Se de repente ele se visse confrontado com
explicações diferentes dos seus conceitos, com todas as evidências, mudaria de
lado na mesma hora, mas constrangido e a contragosto. Seria o caso de lhe
provarem a existência de um determinismo, um propósito em todos os atos humanos
e no movimento dos astros. Ele, um cético, cederia. Imediatamente iria atrás de
um modelito teórico, agora de cunho religioso, para enquadrar o problema do seu
jeito. O autor entraria em nova fase intelectual, sempre do lado da verdade, e
acima de tudo porque se uma coisa é assim, não há por que dizer que não é.
Então, diante de um acontecimento transcendental,
ele tentará uma adaptação a tudo aquilo, sem perder o principal, a razão. Apela
à razão para explicar a irracionalidade, não sabe se é possível, pois se lhe
aparece um fantasma, por exemplo, a própria memória, construída a partir de
conceitos racionais, perderá o sentido. Uma aporrinhação, sem dúvida. Toda
bibliografia irá embora e será substituída por situações que ele não domina. Cederia
para viver, mas viveria em posição secundária diante de pessoas que sempre
acreditaram nessas coisas.
A salvação viria pelo amor à forma e
descreveria o Paraíso recém-apresentado de um jeitinho seco, poucas palavras,
comparações capazes de resumir um parágrafo de paisagismos.
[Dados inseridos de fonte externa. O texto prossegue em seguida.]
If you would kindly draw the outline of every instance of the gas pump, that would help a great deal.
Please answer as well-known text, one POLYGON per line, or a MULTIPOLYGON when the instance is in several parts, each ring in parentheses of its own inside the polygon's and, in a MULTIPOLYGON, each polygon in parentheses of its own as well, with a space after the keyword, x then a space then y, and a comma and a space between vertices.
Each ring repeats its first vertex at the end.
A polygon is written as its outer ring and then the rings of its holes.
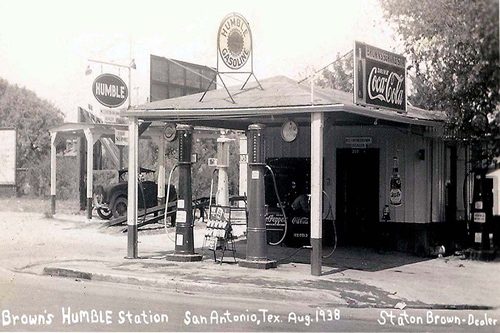
POLYGON ((248 227, 247 256, 242 267, 268 269, 276 267, 276 261, 267 259, 267 235, 265 220, 265 142, 264 125, 248 126, 248 227))
MULTIPOLYGON (((229 180, 227 169, 229 166, 229 144, 231 139, 227 138, 223 133, 217 138, 217 196, 215 202, 219 206, 229 206, 229 180)), ((212 198, 210 198, 212 200, 212 198)))
POLYGON ((193 209, 191 188, 191 147, 193 127, 177 125, 179 140, 179 183, 177 187, 177 218, 175 231, 175 253, 167 260, 201 261, 202 256, 194 253, 193 209))
POLYGON ((472 198, 472 232, 474 234, 474 248, 481 251, 491 251, 493 233, 491 224, 493 219, 493 182, 486 179, 484 172, 474 177, 472 198))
Seria econômico na
forma, desprezando aquele conteúdo implausível, e cheio de clichês religiosos.
Sim, porque todos os delírios da religião estariam ao dispor, incluindo o
Paraíso, a vida eterna e o inferno, mas em seu texto sairia com outra sonoridade
e ritmo, sem enfeites, como se uma montanha cheia de cataratas fosse apenas uma
pedra molhada. Talvez convencesse os donos desses absurdos transformados em
realidade, ou coisa que o valha, que estava certo de seu modelo formal, embora
eles, os donos da verdade, sejam absolutos em conteúdo. O mundo, enfim, não era
como ele pensava. Está ali Deus, sentadinho em seu trono, para atestar que tudo
é exatamente igual à descrição dos livros sagrados, assim como também existe vida
depois da morte, no Éden ou nas fornalhas do Diabo.
Nunca acreditou nisso, e ainda conta com a
possibilidade de um sonho ou alucinação. Seria uma peça pregada pelo inconsciente?
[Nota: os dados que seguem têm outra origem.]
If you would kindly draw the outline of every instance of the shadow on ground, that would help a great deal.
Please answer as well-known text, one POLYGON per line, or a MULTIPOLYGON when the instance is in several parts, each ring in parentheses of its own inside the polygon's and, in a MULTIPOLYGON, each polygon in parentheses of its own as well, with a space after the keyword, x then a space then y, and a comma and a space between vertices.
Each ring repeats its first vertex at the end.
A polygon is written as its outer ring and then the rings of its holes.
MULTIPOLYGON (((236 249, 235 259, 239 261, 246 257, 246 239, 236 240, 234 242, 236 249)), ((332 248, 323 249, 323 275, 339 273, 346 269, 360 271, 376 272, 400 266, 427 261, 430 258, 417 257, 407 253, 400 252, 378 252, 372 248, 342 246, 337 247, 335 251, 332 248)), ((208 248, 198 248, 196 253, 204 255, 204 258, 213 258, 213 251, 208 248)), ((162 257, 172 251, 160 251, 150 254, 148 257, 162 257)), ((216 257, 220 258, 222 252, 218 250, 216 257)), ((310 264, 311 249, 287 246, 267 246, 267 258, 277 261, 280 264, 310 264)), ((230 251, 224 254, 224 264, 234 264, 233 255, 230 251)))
Supondo um acontecimento de tal majestade, suas certezas serão pó, ultrapassadas,
e dessa maneira passará à Eternidade como um equívoco. Nesse canavial
metafísico, encontrará velhos amigos católicos, com cara solene e grave, sempre
repetindo “eu não disse?” Ainda aturdido, ele verá os anjos, e adiante, antigas
certezas a escorrer pelo Jordão ou outro curso d’água sagrado.
Chego aqui, com minhas explicações
circulares, certo de não ter sido claro sobre o personagem em questão.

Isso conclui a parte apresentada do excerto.